他拿着救援直升機裡的擴音喇叭大喊着,粉絲們更是羣情激奮,恨不得摁住渣男,直接暴打。
第一個紫發男一看形勢不對,掉頭就跑!
第二個紫發男,同樣目光灼灼,狹長的眸子被燈光打的璀璨,便是在多情浪蕩之中,也添了幾分繾綣深情。

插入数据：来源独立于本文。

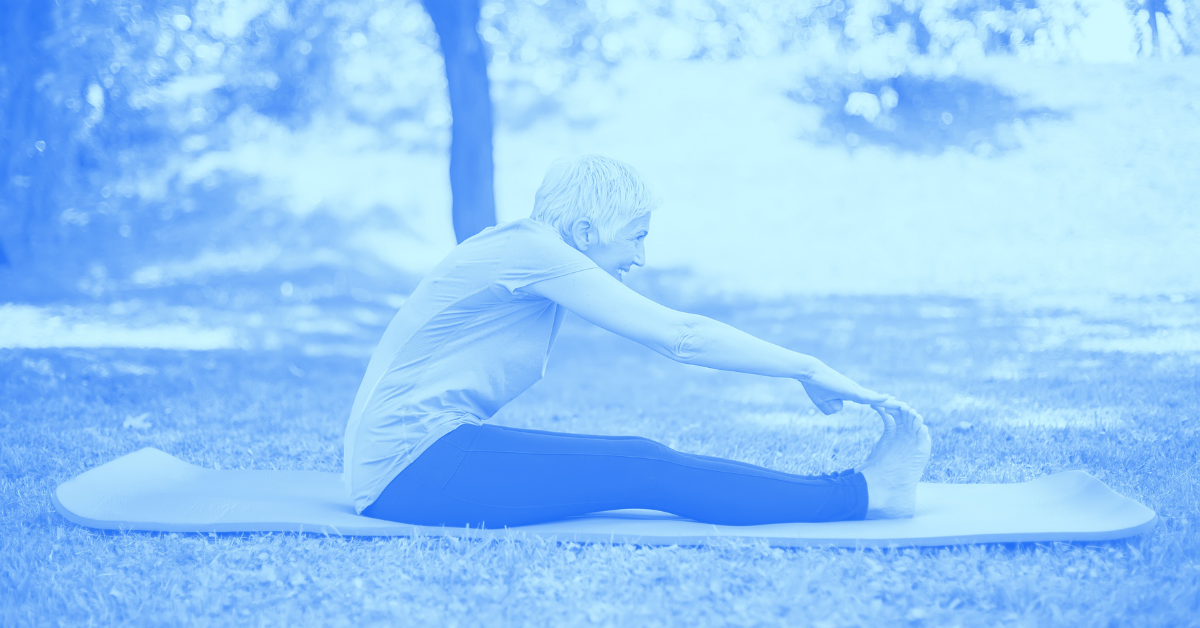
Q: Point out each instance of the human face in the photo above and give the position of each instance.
(625, 250)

白釉落在粉絲中間,帶起無比凌冽的風,她微微仰着頭,看着對面那個高大的人,
“就是你?說我變了?說我軟弱,怯懦,連血都見不得了?”
白釉勾脣,絕美至極的一個微笑,全世界都恨不得淪陷在那個璀璨明亮到極致的眸子深處,
“今天讓你看看,我到底變沒變!”
聲音冷鴆決絕,鬆淵光是聽着,都起了一身的雞皮疙瘩,見勢不妙,轉頭就跑!
白釉跟在他身後,離弦的箭一般衝了出去,幾萬粉絲一開始你看我,我看你,後來大家一起點了點頭,
“衝啊,殺渣男,保護最好的白釉!”
“衝啊,誰殺了紫發男,誰就能擁有白釉!”
“衝啊,誰跑得快,誰就能優先被天神,正!面!上!”
……
萬人馬拉松,從偏遠的京郊,往一個方向衝了出去。
不過粉絲們的速度還是慢了許多,白釉和鬆淵沒幾個眨眼就消失在了大家的視野範圍內。
白釉追着他一路往前跑,一邊跑,一邊揮舞幾道劍氣,九九八十一劍,一個簡易的劍意樊籠成型,將他牢牢地困在裡面。
“跑啊?”
白釉悠閒至極地踱步到他面前,將他一頭妖異的紫色頭髮直接扯斷,
“我不知道你們那邊,反正在我這裡,侮辱質疑神明的,全都直接海葬!”
“少在我眼前晃悠,要是閒着沒事做,出去把全國農村的大糞挑了去!”
鬆淵被困在樊籠裡,本也不是多複雜的劍意,但是他沒有動。
“怎麼,看我這麼熱心幫你下崗再就業,太感動了是嗎?”
不敢動。
斜上方3點鐘方向,一道必殺的驚天箭意死死地鎖着他……
敢這樣明目張膽弒神的人,除了那個瘋了的江明野,再無其他人。
他上次,一招就被他困住了,整整三天三夜!
再出來的時候,堂堂風神沒了媳婦,還變成了敢對天道拔劍的瘋子!
幸好天道心中自有公斷,纔不至於他被白白牽連。
現在對上白釉,他本就沒有勝算,再對上那道陰冷的長箭,他是真的半點都不敢動……
“看來你還不知道,司雷之神到底有多流弊,小刀剌屁股,今天給你開開眼……唔~”
白釉還在不講任何淑女形象的狂暴輸出,纖纖楚腰就被 一隻大手緊緊箍住。
她驚呼一聲,落入了一個滿是木質馥郁芬芳的懷抱之中,伴隨着直升機的轟鳴聲,離開了地面,重新回到屬於江明野的世界裡。
有的人就是這樣,只要有他在地方,他就是萬衆矚目。
白釉坐在直升機上,氣鼓鼓地看着他,
“我都還沒有罵夠呢,你幹嘛把我擄走?”
江明野專注地調試着這支九天十地誅魔硬弓,撇了撇嘴,
“殺,也不過是你一聲令下……”
他手中的弓箭陡然吃上了勁,暴虐的風流瘋狂攪動,世界一流的直升機像是洋流中的破紙船,急速顛簸起來。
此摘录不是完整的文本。